We now have a majority female federal government. In the first nine months of this Albanese-Labor government, what we have been able to achieve for women across the country includes expanded paid parental leave, improved affordability for child care, making gender equity an object of the Fair Work Act and introducing paid family and domestic violence leave. It gives me incredible pleasure and it is a great honour to be able to serve alongside people like Senator Katy Gallagher, the Minister for Finance and the Minister for Women. It is the first time that we have had a minister who has held both of those portfolios. It is a deliberate decision to put women's economic equality at the heart of decision-making in this government.

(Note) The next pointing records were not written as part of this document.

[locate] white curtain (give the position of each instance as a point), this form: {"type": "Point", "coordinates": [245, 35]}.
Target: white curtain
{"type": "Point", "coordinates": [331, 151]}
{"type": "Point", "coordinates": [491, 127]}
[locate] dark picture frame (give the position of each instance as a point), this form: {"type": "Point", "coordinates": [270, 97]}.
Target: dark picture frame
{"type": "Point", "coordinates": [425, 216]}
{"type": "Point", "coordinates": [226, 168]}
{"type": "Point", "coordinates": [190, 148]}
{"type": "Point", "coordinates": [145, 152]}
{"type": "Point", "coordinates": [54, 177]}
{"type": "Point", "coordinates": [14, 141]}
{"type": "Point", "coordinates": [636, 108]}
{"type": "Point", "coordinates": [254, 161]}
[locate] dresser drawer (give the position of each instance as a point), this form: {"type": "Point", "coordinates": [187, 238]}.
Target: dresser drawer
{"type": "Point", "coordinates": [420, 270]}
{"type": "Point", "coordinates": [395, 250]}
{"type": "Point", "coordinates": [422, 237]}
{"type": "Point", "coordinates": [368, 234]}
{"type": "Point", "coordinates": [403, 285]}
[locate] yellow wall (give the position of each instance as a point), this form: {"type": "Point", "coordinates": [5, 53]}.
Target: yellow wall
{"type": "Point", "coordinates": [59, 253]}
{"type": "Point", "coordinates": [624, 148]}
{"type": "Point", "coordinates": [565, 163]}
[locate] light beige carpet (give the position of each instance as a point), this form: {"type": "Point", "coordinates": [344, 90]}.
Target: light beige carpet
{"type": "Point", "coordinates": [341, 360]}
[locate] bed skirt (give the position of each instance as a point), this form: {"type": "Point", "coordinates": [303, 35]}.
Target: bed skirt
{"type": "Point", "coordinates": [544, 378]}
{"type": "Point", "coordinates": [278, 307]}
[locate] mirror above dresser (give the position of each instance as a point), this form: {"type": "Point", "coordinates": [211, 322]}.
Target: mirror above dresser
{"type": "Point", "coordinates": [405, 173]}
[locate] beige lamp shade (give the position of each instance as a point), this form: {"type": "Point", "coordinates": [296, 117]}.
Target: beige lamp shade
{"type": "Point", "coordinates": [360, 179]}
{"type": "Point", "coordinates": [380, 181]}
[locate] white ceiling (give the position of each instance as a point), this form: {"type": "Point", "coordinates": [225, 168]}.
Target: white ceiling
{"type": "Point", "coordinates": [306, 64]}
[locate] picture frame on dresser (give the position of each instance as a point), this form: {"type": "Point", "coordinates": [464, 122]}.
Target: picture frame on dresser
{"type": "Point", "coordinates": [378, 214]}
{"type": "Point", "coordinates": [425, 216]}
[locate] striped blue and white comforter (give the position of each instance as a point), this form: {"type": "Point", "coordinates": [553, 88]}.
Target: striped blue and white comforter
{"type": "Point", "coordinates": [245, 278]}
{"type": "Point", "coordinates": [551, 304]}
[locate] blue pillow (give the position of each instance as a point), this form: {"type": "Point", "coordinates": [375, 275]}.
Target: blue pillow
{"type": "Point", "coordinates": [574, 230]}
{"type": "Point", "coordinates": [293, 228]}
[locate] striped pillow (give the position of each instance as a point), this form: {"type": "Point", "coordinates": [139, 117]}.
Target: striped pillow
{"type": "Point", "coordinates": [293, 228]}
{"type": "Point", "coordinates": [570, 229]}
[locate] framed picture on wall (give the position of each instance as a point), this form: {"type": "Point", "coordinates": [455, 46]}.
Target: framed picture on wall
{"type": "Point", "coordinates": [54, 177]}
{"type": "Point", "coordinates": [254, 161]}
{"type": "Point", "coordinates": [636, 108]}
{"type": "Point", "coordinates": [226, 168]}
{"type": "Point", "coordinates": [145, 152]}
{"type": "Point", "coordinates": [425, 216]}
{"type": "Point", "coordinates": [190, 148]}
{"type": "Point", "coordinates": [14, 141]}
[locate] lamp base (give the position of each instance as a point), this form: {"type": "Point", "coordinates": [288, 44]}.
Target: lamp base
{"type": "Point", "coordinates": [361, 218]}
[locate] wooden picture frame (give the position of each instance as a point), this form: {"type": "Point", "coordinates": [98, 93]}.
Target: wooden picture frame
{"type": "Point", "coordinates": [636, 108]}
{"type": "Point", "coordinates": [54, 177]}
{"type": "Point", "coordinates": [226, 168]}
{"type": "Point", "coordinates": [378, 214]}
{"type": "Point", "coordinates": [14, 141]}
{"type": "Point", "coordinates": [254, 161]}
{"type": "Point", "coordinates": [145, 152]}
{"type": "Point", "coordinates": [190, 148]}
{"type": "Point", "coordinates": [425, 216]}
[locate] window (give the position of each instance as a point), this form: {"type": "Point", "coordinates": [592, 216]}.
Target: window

I get to serve alongside people like the member for Newcastle, who has guided the federal parliament through the implementation of Jenkins review, to clean up the work culture in this building, and I think we all benefit from that. I get to serve alongside the member for Lingiari, who spoke so beautifully just then about the experiences she has had. And there is the member for Swan, the member for Higgins and Senator Payman. They are all incredible, extraordinary women from diverse backgrounds. I'm really excited to call these women my colleagues and my friends. But what excites me most is the knowledge that Labor women will come after me, and that they will build on the incredible legacy that the first majority female federal government has been able to lay. So that card that Senator Wong sent me is significant to me, but what is more significant was an interaction that I had in my electorate when a mum came up to me and said that she was proud of me, because I gave her daughter someone to look up to. Thank you.